361. Nanophotonic waveguide chip-to-world beam scanning.
作者: Matt Saha.;Y Henry Wen.;Andrew S Greenspon.;Matthew Zimmermann.;Kevin J Palm.;Alex Witte.;Yin Min Goh.;Chao Li.;Jonathan Bumstead.;Kevin Schädler.;Ryan Fortin.;Mark Dong.;Andrew J Leenheer.;Genevieve Clark.;Gerald Gilbert.;Matt Eichenfield.;Dirk Englund.
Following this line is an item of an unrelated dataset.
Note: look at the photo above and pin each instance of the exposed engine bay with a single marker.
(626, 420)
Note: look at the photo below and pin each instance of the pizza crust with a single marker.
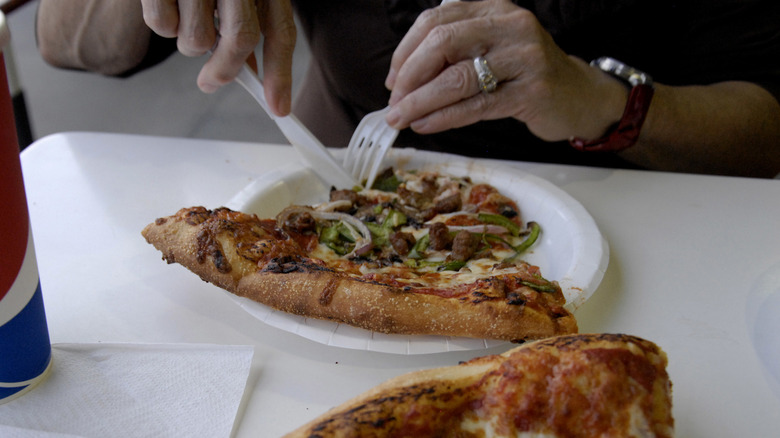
(568, 386)
(315, 291)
来源: Nature. 2026年651卷8105期356-363页
A seamless chip-to-world photonic interface enables broad advancements in optical ranging, display, communication, computation and quantum information science. The ideal solution enables two-dimensional scanning of a diffraction-limited beam from anywhere on a photonic integrated circuit to a large number of resolvable spots. Current beam-scanning technologies are limited by a fundamental trade-off: photonic-integrated-circuits with diffractive optics offer scalability but have poor mode quality1,2, whereas inertially limited micromechanical scanners provide high-quality beams but lack scalable integration3,4. Here we report a photonic ski-jump-a nanoscale waveguide monolithically integrated on a piezoelectric cantilever-to overcome these limitations. It passively curls ~90° out-of-plane within a less-than-0.1 mm2 footprint, emits a submicrometre, broadband diffraction-limited beam, and exhibits kilohertz-rate mechanical resonances with quality factors of over 10,000. Fabricated in a volume complementary metal-oxide-semiconductor (CMOS) foundry, our device enables scalable two-dimensional beam scanning. Driven on-resonance at CMOS-level voltages, it achieves a footprint-adjusted spot rate of 68.6 mega spots s-1 mm-², exceeding state-of-the-art micro-electro-mechanical systems mirrors by more than 50-fold, which is sufficient for one million pixels at 100 Hz from an approximately 1.5 mm diameter footprint. We demonstrate full-colour image and video projection, and single-photon initialization and readout from silicon vacancy centres in diamond. Finally, by demonstrating uniformity across a 64 ski-jump array, we establish a pathway to achieving greater than one gigaspot resolution at kilohertz rates within a sub-5-cm-diameter footprint, creating a seamless optical pipeline between integrated photonic processors and the free-space world.